How is a Spinal Cord Stimulator Implanted?
Dr. Braxton provides a trial procedure for patients eligible for a spinal cord stimulator implant. The trial phase involves implanting a temporary lead, or tubing, done with a local anesthetic. The leads are connected to a trial external spinal cord stimulator that is programmed to signal the specific location of the nerve causing the pain. This temporary trial helps Dr. Braxton evaluate the effectiveness of the treatment. It provides a period of time to modify the system for optimal pain relief. Once the trial is completed, it can be determined if a permanent device is recommended.
If the trial is effective, a permanent system can be implanted. Although it is referred to as “permanent,” the treatment can be reversed at any time including turning it on and off and removing it. To implant a permanent spinal cord stimulator, patients are usually under general anesthesia, particularly when surgical leads are indicated. The exact spinal location of the leads is a function of the patient’s pain source; leads are inserted in the epidural space above the affected area of the spinal cord. The accompanying power source generator is also implanted, usually in the buttock or abdominal region. After the device has been connected, modifications to the system are completed to ensure it is working effectively and the surgery is finalized. Patients typically experience a spinal cord stimulator implant as an outpatient procedure, however, in some cases a one day hospital stay may be indicated. Patients are released with complete instructions for home care and recovery.
What is the Recovery Like After Spinal Cord Stimulator?

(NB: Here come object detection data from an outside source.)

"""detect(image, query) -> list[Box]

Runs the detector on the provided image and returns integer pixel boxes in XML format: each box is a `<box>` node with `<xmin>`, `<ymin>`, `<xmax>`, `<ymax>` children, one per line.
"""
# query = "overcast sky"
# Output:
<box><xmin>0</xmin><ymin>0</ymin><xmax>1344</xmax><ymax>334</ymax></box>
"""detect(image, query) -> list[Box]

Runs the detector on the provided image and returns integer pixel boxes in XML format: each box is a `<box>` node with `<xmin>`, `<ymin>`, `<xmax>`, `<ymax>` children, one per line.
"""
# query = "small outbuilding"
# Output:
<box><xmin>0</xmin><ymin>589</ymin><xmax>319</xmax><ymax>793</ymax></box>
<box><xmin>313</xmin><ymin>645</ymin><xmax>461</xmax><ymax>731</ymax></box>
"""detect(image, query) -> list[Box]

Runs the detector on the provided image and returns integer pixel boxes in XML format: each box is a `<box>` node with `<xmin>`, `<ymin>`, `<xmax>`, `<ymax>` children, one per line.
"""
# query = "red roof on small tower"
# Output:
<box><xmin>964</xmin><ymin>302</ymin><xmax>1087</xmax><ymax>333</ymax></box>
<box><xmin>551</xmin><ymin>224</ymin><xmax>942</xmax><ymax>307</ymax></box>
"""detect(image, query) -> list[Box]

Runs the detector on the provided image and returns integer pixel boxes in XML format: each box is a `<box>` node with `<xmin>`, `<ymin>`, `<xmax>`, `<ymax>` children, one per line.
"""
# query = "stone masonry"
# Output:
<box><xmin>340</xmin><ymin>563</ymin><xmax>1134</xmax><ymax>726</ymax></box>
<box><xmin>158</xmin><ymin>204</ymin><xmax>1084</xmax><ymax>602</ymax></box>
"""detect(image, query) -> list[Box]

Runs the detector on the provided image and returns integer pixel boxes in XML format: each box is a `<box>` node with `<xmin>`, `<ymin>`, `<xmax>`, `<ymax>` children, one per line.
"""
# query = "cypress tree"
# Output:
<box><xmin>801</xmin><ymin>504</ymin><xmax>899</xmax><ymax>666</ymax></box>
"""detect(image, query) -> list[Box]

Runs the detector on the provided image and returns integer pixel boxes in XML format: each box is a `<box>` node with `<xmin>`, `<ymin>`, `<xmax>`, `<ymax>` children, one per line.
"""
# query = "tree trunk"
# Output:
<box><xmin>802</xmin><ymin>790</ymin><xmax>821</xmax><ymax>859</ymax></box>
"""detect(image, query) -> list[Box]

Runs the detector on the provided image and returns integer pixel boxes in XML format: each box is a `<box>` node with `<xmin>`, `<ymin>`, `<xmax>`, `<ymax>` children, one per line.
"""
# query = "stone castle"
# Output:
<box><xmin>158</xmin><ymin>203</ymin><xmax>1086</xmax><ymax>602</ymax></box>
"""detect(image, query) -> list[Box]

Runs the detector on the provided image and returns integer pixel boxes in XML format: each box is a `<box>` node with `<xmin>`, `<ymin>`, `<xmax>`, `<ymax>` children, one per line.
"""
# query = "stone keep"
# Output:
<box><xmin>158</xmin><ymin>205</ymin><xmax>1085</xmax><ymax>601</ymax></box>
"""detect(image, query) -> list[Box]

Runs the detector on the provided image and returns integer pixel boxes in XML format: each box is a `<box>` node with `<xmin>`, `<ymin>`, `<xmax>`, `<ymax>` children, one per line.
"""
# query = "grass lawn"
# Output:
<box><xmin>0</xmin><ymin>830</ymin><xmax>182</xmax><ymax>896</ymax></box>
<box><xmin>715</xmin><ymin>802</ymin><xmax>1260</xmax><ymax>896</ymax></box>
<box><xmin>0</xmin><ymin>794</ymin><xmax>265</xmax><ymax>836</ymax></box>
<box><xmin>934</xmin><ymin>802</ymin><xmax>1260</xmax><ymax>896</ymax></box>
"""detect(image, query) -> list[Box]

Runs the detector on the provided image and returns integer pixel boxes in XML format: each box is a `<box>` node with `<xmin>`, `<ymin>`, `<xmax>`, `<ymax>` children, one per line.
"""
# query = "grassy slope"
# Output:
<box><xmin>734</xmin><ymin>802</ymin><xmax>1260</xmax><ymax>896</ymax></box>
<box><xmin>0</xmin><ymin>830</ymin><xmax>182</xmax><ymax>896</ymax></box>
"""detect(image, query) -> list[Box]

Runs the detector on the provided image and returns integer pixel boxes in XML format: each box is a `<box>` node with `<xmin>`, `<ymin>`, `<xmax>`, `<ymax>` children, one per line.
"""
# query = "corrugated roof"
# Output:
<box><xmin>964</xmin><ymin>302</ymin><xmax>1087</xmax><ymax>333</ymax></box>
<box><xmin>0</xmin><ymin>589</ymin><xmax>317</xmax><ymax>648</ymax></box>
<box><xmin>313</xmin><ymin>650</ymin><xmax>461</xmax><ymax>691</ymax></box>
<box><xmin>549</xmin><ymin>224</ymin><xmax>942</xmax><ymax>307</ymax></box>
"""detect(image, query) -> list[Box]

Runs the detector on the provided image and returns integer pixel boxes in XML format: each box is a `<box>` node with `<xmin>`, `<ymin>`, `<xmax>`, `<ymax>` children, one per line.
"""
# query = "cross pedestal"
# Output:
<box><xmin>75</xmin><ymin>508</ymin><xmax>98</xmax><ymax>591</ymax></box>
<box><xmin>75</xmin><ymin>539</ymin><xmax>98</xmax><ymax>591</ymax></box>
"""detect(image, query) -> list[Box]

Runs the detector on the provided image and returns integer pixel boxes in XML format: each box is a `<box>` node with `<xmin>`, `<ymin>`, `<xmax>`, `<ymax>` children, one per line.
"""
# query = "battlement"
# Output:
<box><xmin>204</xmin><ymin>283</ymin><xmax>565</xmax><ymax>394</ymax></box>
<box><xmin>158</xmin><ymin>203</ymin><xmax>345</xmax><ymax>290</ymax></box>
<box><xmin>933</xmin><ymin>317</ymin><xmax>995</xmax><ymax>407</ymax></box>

Dr. Braxton works closely with patients on what to expect after spinal cord stimulator implant surgery and carefully monitors progress. The immediate recovery requires pain management from the surgical procedure. Patient’s report relief from chronic pain soon after the procedure. This is the time to be cautious and follow Dr. Braxton’s instructions, avoiding too much activity, too soon. Avoid motion that cause discomfort including lifting heavy objects, bending, twisting or stretching. Sponge baths are recommended for the immediate period with normal bathing at Dr. Braxton’s instructions. Avoid any further medical treatments in this time frame and in patients using a rechargeable device, wait for staple removal before recharging.
Follow good health protocol for sleep, nutrition and use of medications. Do not remove bandages before instructed. Contact Dr. Braxton if there are any signs of infection including redness, increased pain at the incision site, drainage or fever. Follow-up appointments are used to evaluate the stimulator settings to ensure optimal functioning. Follow instructions on the use and management of your spinal cord stimulator systems and contact Dr. Braxton with any changes or questions.
Are you experiencing spinal pain? Contact Dr. Braxton today.
How Long Does a Spinal Cord Stimulator Work?
Dr. Braxton monitors patients with spinal cord stimulator implants for optimal function for the life of the implant. For patients requiring a long course of pain treatment, replacement of the power source may be required. Systems with a traditional power source may need to be replaced within two to five years depending on the frequency of use. Rechargeable systems may need replacement within eight to ten years dependent on the frequency of recharge and usage. Daily recharging is the typical recommendation.